"And let us not grow weary while doing good, for in due season we shall reap if we do not lose heart."
This case was always a legal fiction that was only intended to run up Ken and Angela's legal bills, but FANTASTIC news nevertheless:
In the Court’s order, the Judge Amos L. Mazzant, III (an Obama appointee) wrote, “This case is not about whether Paxton had a moral obligation to disclose his financial arrangement with Servergy to potential investors. This case is also not about whether Paxton had some general obligation to disclose his financial arrangement to his investor group. The only issue before the Court is to determine whether the facts as pleaded give rise to a plausible claim under federal securities laws.

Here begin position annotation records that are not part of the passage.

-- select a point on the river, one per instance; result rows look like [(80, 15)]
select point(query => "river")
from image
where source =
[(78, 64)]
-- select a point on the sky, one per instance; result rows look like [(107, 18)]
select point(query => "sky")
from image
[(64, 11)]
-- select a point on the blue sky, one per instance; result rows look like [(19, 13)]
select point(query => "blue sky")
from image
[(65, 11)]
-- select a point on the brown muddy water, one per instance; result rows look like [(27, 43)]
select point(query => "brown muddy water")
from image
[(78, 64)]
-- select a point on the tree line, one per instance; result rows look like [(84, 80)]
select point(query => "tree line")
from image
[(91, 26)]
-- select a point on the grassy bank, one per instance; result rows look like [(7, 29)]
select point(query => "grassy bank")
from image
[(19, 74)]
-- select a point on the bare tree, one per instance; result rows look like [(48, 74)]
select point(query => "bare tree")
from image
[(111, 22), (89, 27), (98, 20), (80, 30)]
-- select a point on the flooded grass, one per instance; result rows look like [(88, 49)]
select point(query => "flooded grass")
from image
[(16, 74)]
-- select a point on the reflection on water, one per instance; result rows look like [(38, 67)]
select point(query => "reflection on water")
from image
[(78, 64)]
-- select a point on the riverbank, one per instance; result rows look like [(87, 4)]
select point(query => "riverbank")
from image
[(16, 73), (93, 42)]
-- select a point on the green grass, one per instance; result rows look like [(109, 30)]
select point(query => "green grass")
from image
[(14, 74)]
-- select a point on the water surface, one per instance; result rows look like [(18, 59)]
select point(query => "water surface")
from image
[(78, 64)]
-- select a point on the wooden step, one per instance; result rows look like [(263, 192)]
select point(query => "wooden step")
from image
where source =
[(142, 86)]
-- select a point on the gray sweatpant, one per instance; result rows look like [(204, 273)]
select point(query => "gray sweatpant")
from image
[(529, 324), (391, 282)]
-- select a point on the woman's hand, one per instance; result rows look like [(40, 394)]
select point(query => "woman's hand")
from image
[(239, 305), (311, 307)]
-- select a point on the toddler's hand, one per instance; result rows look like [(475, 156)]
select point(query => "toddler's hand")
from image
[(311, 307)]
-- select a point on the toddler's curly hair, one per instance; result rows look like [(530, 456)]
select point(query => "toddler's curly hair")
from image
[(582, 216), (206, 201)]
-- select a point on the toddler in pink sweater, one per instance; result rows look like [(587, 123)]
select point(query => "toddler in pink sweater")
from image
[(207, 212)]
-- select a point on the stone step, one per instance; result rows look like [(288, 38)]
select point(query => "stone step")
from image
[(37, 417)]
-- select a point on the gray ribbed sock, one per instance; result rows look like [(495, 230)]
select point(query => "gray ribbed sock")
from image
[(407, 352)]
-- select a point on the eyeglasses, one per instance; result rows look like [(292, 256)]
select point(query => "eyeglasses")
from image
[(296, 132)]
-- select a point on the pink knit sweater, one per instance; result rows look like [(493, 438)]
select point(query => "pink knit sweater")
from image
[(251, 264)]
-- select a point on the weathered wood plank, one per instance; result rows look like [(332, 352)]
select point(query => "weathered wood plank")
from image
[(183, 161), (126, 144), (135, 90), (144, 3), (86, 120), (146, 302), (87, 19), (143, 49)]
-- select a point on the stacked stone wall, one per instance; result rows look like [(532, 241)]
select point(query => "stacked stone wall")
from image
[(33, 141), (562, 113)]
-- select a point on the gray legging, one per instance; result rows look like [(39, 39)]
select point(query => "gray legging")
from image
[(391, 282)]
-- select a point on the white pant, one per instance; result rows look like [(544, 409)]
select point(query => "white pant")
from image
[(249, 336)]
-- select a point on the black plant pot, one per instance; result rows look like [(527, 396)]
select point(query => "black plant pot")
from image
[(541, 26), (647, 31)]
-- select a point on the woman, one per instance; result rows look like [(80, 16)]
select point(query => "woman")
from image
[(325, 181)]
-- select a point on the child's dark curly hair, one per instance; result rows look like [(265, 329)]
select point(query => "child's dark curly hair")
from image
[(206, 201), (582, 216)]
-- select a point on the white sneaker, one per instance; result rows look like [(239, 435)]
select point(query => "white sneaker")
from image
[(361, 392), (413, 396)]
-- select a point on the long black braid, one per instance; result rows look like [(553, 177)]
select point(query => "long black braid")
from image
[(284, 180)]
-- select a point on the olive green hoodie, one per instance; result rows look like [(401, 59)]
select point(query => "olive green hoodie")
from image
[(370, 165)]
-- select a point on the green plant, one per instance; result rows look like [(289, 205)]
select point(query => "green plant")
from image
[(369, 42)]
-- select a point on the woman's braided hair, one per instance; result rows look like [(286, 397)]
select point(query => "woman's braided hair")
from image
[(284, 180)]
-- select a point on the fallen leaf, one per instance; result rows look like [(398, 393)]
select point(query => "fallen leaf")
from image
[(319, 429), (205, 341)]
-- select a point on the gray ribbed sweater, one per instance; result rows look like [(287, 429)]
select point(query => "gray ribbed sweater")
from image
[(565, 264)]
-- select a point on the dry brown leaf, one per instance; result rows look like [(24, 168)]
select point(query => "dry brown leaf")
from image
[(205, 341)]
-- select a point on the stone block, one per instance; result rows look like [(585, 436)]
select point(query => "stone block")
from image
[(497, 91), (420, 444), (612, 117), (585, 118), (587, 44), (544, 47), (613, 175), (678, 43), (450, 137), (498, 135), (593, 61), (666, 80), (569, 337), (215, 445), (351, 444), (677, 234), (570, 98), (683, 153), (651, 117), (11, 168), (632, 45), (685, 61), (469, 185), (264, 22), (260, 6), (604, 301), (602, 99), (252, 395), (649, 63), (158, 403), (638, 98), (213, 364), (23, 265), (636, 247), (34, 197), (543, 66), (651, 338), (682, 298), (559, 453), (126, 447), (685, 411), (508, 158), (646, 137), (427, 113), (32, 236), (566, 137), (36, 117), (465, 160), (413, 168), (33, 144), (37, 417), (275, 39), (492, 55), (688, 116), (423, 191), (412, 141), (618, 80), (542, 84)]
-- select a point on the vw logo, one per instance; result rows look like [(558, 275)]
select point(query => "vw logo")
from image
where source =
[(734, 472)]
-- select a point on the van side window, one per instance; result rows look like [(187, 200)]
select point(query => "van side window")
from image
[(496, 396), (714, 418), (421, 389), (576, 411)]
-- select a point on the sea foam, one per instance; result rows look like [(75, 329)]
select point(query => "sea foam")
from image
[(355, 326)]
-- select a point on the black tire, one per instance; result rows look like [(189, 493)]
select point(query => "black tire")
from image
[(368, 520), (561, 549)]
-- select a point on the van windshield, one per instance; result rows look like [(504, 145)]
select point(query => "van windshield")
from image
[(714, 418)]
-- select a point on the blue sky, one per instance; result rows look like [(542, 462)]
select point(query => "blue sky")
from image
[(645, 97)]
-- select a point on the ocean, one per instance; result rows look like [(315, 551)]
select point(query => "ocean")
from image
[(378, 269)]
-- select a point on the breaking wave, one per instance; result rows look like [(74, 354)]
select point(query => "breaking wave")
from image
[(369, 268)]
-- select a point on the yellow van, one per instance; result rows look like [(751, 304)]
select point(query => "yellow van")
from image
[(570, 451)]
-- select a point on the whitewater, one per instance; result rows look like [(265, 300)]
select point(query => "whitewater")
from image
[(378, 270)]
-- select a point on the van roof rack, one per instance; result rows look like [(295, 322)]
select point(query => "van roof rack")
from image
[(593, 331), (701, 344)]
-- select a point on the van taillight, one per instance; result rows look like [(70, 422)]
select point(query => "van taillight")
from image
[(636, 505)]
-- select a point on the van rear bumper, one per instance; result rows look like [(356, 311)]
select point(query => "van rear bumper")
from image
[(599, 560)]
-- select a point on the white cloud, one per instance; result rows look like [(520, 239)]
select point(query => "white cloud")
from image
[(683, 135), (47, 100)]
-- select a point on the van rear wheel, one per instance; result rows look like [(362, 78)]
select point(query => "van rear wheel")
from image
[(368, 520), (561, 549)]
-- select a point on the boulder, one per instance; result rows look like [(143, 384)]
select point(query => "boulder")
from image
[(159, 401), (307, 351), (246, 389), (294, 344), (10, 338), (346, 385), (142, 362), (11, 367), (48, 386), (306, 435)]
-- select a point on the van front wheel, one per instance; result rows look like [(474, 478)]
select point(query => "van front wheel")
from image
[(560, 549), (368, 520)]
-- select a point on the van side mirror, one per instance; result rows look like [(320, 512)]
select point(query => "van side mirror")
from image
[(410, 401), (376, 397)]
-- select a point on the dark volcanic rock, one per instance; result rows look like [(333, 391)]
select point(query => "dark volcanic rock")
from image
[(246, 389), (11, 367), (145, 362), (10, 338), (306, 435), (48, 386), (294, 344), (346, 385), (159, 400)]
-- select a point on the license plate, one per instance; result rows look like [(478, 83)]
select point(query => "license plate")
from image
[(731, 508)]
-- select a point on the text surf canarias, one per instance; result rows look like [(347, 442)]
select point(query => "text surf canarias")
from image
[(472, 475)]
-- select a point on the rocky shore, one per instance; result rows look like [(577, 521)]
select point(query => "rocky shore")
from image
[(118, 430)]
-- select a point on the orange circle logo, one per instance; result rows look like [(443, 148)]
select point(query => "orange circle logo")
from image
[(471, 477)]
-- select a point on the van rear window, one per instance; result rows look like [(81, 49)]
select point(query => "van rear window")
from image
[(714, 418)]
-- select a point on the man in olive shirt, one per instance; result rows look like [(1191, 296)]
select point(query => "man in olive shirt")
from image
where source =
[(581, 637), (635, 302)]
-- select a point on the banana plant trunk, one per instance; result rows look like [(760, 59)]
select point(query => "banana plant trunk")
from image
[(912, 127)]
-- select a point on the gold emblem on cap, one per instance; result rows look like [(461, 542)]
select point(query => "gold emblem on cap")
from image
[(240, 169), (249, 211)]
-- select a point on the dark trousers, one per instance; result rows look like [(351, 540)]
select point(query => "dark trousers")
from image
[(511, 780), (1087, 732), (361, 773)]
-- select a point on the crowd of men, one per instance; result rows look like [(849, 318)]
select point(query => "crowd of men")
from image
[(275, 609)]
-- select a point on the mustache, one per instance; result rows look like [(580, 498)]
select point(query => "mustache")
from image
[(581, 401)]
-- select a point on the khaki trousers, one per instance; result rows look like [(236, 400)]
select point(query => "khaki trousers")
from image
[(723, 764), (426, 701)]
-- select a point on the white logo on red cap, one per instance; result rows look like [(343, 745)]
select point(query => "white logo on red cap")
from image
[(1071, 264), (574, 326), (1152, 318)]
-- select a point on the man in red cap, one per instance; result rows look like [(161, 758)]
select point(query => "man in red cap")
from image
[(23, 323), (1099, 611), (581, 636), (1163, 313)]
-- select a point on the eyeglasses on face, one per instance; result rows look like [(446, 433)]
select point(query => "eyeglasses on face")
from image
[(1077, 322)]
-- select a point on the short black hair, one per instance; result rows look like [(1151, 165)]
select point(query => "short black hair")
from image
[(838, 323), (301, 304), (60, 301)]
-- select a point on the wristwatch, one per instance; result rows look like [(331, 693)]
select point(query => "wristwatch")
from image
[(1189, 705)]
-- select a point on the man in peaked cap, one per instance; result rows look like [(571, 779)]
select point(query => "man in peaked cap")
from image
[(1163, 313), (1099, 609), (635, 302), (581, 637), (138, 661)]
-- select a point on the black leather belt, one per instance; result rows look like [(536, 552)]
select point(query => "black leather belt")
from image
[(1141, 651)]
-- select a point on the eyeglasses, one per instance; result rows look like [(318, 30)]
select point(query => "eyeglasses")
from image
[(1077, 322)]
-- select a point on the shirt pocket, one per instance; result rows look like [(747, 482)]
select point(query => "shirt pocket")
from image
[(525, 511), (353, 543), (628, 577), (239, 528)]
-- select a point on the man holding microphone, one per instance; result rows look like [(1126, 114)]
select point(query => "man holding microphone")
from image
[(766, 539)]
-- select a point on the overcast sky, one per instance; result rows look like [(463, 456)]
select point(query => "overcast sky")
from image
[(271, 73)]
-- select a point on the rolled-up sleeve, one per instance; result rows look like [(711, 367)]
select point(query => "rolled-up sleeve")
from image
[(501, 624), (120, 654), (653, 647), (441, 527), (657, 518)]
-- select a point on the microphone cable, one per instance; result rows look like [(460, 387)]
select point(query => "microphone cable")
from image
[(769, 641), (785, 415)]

With that limitation in mind, the Court has determined that under the facts pleaded by the Commission, Paxton did not have a legal obligation to disclose his financial arrangement.”Read the whole thing here.
The Court concluded “that the Complaint has not alleged facts sufficient to support a plausible claim under Sections 17(a) and 17(b) of the Securities Act or Sections 10(b) and 15(a) of the Exchange Act.”
The SEC asked the Court to give it an opportunity to amend its Complaint and the federal judge responded saying that “While this request does not satisfy the requirements of Federal Rule of Civil Procedure 15, the Court is inclined to allow the Commission to plead additional facts, if any, before it grants the motion and dismisses the Commission’s claims against Paxton.”
The Court ordered that Paxton’s Motion to Dismiss was conditionally granted “pending the Court’s review of the Commission’s submission of additional facts.” He granted the Commission “leave to amend its allegations against Paxton to the extent that it has additional facts that might support a claim under the statutes alleged in the Complaint.”
“This is a victory for Ken Paxton. Obviously, we are pleased with the Court’s ruling today,” said Matthew Martens.
Bill Mateja, a lawyer on both Paxton’s SEC and criminal defense teams added “now we turn our attention to Ken’s exoneration in the state matter where the prosecutor’s burden is even higher. The fraud allegations in the SEC case mirror those in the state case.”
Any amendment to the Complaint by the Commission was ordered to be filed within 14 days of the October 7th order.